With the increasing maturity of the text-to-image and image-to-image generative models, AI-generated images (AGIs) have shown great application potential in advertisement, entertainment, education, social media, etc. Although remarkable advancements have been achieved in generative models, very few efforts have been paid to design relevant quality assessment models. In this paper, we propose a novel blind image quality assessment (IQA) network, named AMFF-Net, for AGIs.

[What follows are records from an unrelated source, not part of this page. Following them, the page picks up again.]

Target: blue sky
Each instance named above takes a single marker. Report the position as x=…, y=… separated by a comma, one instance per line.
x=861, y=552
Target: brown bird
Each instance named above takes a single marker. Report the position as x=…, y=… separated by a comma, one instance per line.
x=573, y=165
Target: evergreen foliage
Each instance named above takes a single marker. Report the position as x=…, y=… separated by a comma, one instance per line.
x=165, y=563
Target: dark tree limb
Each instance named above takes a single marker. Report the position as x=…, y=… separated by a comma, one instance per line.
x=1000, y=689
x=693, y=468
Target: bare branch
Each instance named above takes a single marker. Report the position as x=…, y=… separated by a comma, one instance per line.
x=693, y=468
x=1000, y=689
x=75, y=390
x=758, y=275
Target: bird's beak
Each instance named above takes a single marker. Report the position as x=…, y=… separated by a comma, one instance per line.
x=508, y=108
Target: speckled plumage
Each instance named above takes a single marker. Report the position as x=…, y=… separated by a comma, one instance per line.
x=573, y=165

AMFF-Net evaluates AGI quality from three dimensions, i.e., “visual quality”, “authenticity”, and “consistency”. Specifically, inspired by the characteristics of the human visual system and motivated by the observation that “visual quality” and “authenticity” are characterized by both local and global aspects, AMFF-Net scales the image up and down and takes the scaled images and original-sized image as the inputs to obtain multi-scale features. After that, an Adaptive Feature Fusion (AFF) block is used to adaptively fuse the multi-scale features with learnable weights. In addition, considering the correlation between the image and prompt, AMFF-Net compares the semantic features from text encoder and image encoder to evaluate the text-to-image alignment. We carry out extensive experiments on three AGI quality assessment databases, and the experimental results show that our AMFF-Net obtains better performance than nine state-of-the-art blind IQA methods. The results of ablation experiments further demonstrate the effectiveness of the proposed multi-scale input strategy and AFF block.

查看原文

微信好友朋友圈 QQ好友复制链接

本刊更多论文

用于人工智能生成的盲图像质量评估的自适应混合尺度特征融合网络

随着文本到图像和图像到图像生成模型的日益成熟，人工智能生成的图像（AGIs）在广告、娱乐、教育、社交媒体等领域显示出巨大的应用潜力。尽管在生成模型方面已经取得了令人瞩目的进展，但很少有人致力于设计相关的质量评估模型。在本文中，我们为 AGIs 提出了一种新型盲图像质量评估（IQA）网络，名为 AMFF-Net。AMFF-Net 从三个维度评估 AGI 质量，即 "视觉质量"、"真实性 "和 "一致性"。具体来说，AMFF-Net 受人类视觉系统特征的启发，并观察到 "视觉质量 "和 "真实性 "具有局部和全局两个方面的特征，因此将图像进行上下缩放，并将缩放后的图像和原始大小的图像作为输入，从而获得多尺度特征。然后，使用自适应特征融合（AFF）模块，利用可学习权重对多尺度特征进行自适应融合。此外，考虑到图像和提示之间的相关性，AMFF-Net 还会比较来自文本编码器和图像编码器的语义特征，以评估文本到图像的对齐情况。我们在三个 AGI 质量评估数据库上进行了大量实验，实验结果表明我们的 AMFF-Net 比九种最先进的盲 IQA 方法获得了更好的性能。消融实验结果进一步证明了所提出的多尺度输入策略和 AFF 块的有效性。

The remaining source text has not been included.